Fantasiestücke Op 73Schumann

Cello Sonata No 4 in C Op 102 No 1Beethoven

Zwei Neue FantasiestückeMark A. Moebius

Introduction and Polonaise in C Op 3Chopin

concert was the fourth in a series of free Sunday afternoon recitals recorded for future transmission on BBC Radio 3.

This particular concert will be broadcast on October 1st - it will be interesting to compare the balance the BBC engineers are able to contrive with the balance in the studio, where pianist Silke Avenhaus dominated, and at times threatened to overwhelm, cellist Quirine Viersen.

Avenhaus played with a rather hard and bright tone (and a fully-open piano lid) and it was a relief when Quirine Viersen's cello was able to emerge; her tone is not lacking in fullness and warmth.

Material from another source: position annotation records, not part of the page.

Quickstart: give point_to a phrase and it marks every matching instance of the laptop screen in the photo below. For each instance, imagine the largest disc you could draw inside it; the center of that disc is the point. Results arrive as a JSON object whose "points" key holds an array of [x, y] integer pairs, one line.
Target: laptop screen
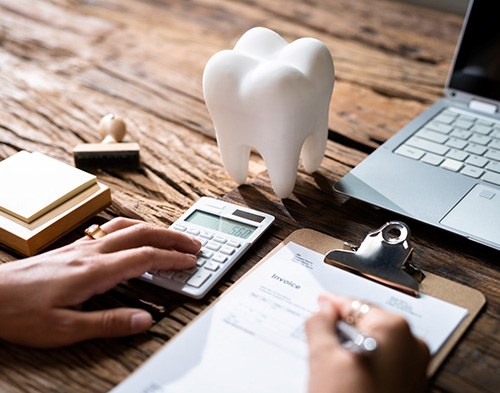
{"points": [[477, 64]]}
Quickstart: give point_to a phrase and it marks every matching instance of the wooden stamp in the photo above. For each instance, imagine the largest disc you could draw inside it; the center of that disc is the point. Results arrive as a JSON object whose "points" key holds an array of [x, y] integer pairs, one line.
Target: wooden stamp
{"points": [[111, 152]]}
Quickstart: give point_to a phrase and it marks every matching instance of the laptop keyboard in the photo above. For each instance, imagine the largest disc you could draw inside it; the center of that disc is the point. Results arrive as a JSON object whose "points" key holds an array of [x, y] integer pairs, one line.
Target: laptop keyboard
{"points": [[458, 141]]}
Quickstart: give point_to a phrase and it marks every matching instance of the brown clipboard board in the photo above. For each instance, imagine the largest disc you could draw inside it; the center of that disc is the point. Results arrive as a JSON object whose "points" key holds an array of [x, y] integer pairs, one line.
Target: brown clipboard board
{"points": [[433, 285], [436, 286]]}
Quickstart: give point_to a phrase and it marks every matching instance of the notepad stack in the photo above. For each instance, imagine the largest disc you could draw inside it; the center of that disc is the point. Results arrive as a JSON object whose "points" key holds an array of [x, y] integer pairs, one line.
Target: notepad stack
{"points": [[41, 199]]}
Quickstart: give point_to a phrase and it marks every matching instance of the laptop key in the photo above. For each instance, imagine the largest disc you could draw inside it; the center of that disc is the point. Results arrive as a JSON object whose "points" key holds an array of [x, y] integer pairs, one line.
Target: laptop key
{"points": [[452, 165], [493, 166], [440, 127], [426, 145], [456, 143], [476, 149], [432, 159], [476, 161], [409, 152], [458, 155], [492, 178], [432, 136], [472, 171], [462, 134], [493, 154]]}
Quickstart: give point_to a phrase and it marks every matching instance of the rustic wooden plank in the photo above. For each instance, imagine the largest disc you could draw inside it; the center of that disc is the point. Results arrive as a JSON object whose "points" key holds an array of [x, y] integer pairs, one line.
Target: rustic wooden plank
{"points": [[66, 63]]}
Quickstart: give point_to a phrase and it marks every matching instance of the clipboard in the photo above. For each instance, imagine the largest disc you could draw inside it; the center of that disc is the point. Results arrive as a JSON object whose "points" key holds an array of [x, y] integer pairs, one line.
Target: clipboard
{"points": [[203, 343], [433, 285]]}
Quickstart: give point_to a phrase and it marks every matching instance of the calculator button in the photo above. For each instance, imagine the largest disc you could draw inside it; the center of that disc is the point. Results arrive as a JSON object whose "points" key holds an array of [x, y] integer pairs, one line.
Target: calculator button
{"points": [[234, 244], [220, 239], [227, 250], [202, 241], [204, 253], [181, 277], [190, 271], [213, 246], [210, 265], [206, 235], [199, 278], [167, 273], [219, 258]]}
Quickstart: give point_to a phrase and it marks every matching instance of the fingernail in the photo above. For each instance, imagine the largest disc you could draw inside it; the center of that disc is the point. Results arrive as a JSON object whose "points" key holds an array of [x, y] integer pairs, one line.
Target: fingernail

Chopin described his early trifle as being for piano with cello accompaniment. It was a priority this performance observed faithfully, but one kept wanting more delicacy in the characteristic decoration in the piano part. Imbalance was most problematic in the opening Schumann Fantasiestücke, where the piano part is quite heavily written and the cello part full of short, sighing phrases, with little opportunity for the cellist to soar over the accompaniment, and in the Beethoven sonata, where both instruments are intended to be equal partners.

Mark A. Moebius is an American-born composer resident in Germany. His Two New Fantasy Pieces, here given their first performance, were written for these two players, but one wonders if they were being heard to their best advantage.

The second piece, however, shows a wry wit and an individual voice.